I went to a seminar from the stairway manufacturers association a couple of years back. They recommend 2 riser heights plus a tread to equal between 23-5/8" to 25-5/8".
The interesting part was they had several mock stairs with different rise/run configurations. The stairs I felt most comfortable on wound up falling within their guideline formula.
A common commercial stair measue is 6" rise and 12" tread.
With an 1¼" overhang on the nose of the tread, I would cut the stringers at 5½"X 10¾" or thereabouts.
A tread over 12" is slightly uncomfortable for the average person to rhythm.
In order for stairs to walk comfortably, the rise and run of each stair should be in a particular, approximate relationship to each other. The lower the rise, the wider the run (tread). The higher the rise, the narrower the tread which results in steeper stairs. Stairs that do not have this relationship properly accounted for can cause people to trip when ascending or descending. Here are some basic rules of thumb. Use one of them:
§ The rise times the run should equal approximately 75.
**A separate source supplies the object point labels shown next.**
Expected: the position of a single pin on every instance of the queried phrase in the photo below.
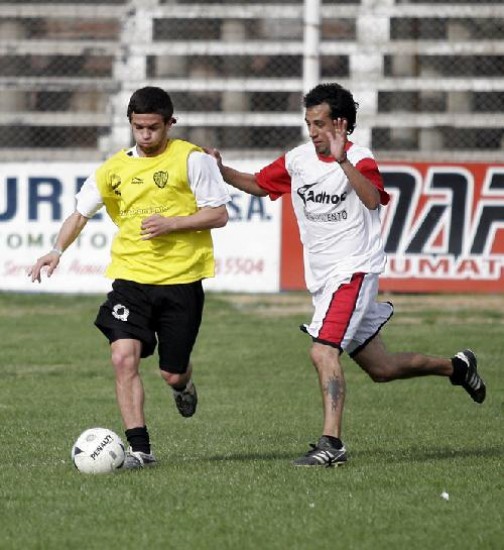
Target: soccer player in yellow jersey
(164, 195)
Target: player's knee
(123, 361)
(175, 379)
(380, 374)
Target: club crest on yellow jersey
(161, 179)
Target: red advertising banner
(443, 230)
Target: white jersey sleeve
(89, 200)
(206, 181)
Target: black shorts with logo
(167, 315)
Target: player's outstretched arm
(69, 231)
(241, 180)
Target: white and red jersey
(339, 234)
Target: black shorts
(168, 315)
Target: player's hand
(339, 138)
(50, 260)
(156, 225)
(216, 154)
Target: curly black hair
(340, 101)
(151, 100)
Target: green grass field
(224, 480)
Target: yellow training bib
(134, 188)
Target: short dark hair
(151, 100)
(340, 101)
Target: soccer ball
(98, 451)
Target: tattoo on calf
(335, 388)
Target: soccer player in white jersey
(164, 195)
(337, 193)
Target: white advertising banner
(35, 198)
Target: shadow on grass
(251, 457)
(416, 454)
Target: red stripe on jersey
(369, 169)
(340, 311)
(274, 178)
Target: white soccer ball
(98, 451)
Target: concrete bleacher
(429, 81)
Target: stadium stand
(428, 76)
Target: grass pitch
(224, 480)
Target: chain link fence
(428, 76)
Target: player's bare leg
(462, 369)
(184, 390)
(383, 366)
(329, 450)
(326, 361)
(125, 355)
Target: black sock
(335, 441)
(138, 438)
(459, 371)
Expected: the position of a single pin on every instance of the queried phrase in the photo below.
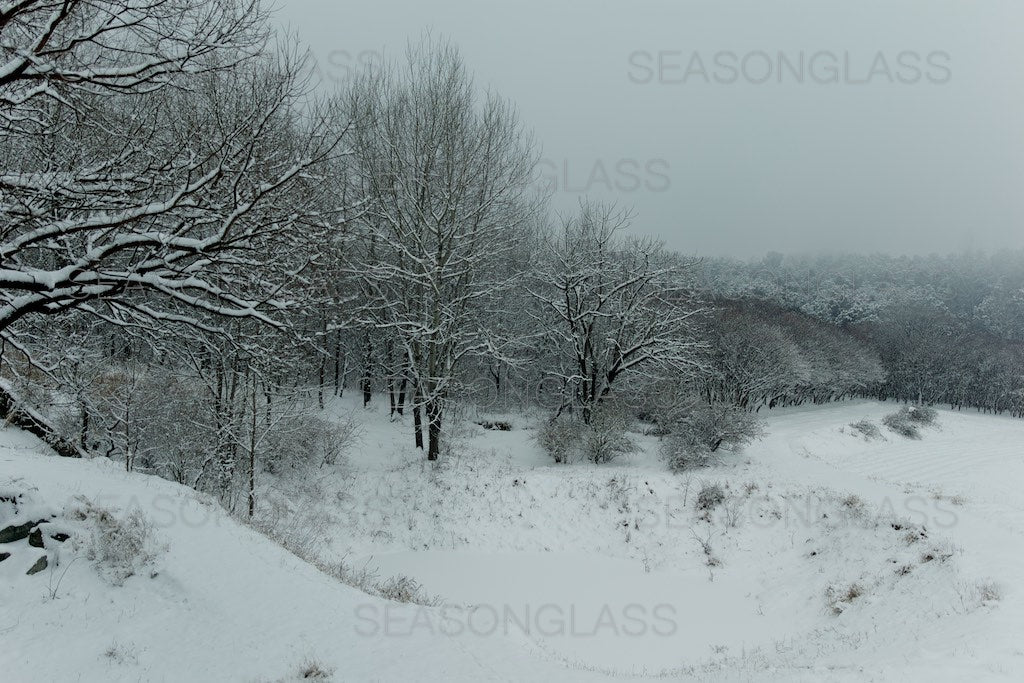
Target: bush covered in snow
(705, 429)
(710, 497)
(867, 429)
(908, 420)
(568, 439)
(120, 546)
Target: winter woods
(197, 250)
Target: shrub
(604, 438)
(905, 422)
(404, 589)
(867, 429)
(120, 547)
(711, 497)
(705, 429)
(841, 598)
(306, 440)
(568, 439)
(924, 415)
(558, 437)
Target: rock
(16, 532)
(40, 564)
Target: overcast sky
(897, 126)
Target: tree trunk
(18, 414)
(433, 429)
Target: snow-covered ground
(830, 557)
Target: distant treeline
(931, 330)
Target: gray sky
(904, 132)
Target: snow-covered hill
(828, 557)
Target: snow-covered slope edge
(218, 602)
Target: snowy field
(828, 556)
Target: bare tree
(614, 306)
(153, 161)
(446, 181)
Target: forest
(199, 248)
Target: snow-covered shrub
(119, 546)
(404, 589)
(867, 429)
(711, 496)
(705, 429)
(305, 440)
(559, 437)
(567, 438)
(840, 597)
(314, 671)
(604, 438)
(901, 423)
(925, 415)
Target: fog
(737, 128)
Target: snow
(555, 572)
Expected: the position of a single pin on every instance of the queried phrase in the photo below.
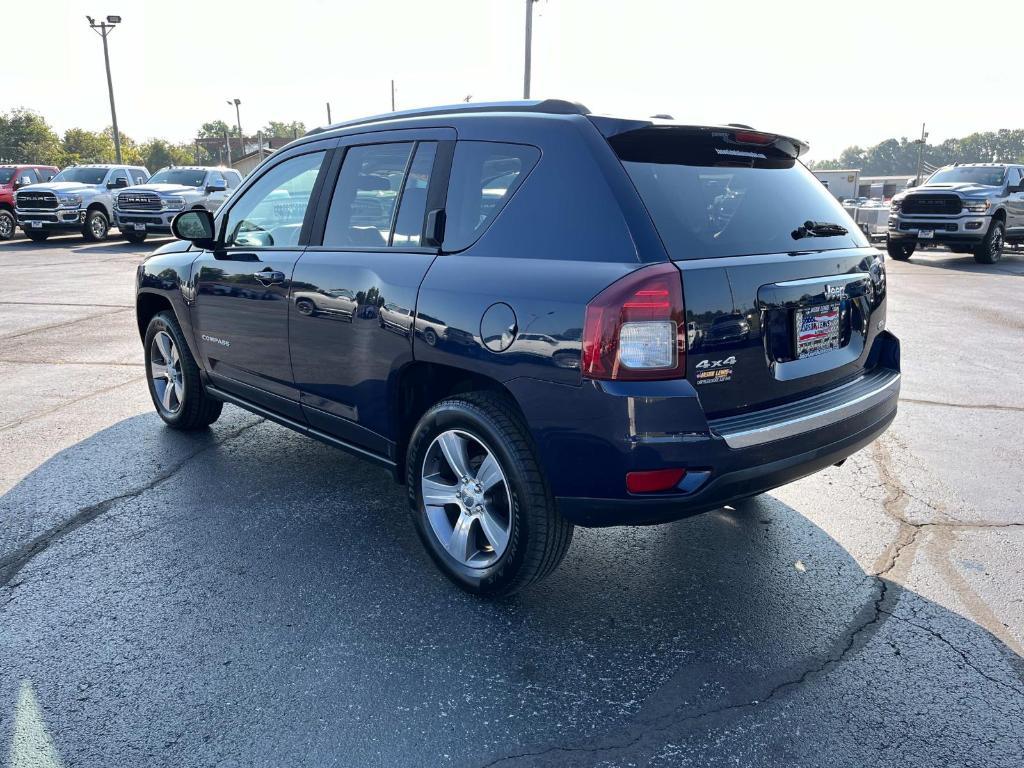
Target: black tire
(900, 251)
(96, 227)
(539, 536)
(990, 249)
(8, 224)
(196, 409)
§ Rise plus run should be between 17" and 18".
§ Two times the rise, plus the run should equal 25.
Also, stairs have to be constructed in a uniform manner. This means that each riser should be the same as all the others - most codes have a tolerance of maybe 3/8". Same thing for the treads. Same depth, within a tolerance of maybe 3/8".
Risers higher than 8" cause the steps to feel rather steep. There are building codes governing the max riser height and the minimum tread depth.
This means that each riser should be the same as all the others - most codes have a tolerance of maybe 3/8". Same thing for the treads. Same depth, within a tolerance of maybe 3/8".
Just to add something - code here is the same except on comercial then the tolerance is 1/8".
Doug
That rule applies to a single flight, each rise and run must be no more than 3/8"'s differant than any other in the flight . Hit a landing and you can change rise/run.
Not often done, but legal .
Yes here commercial tolerances are tighter here too, and if I'm not mistaken 7:11 is a mandate.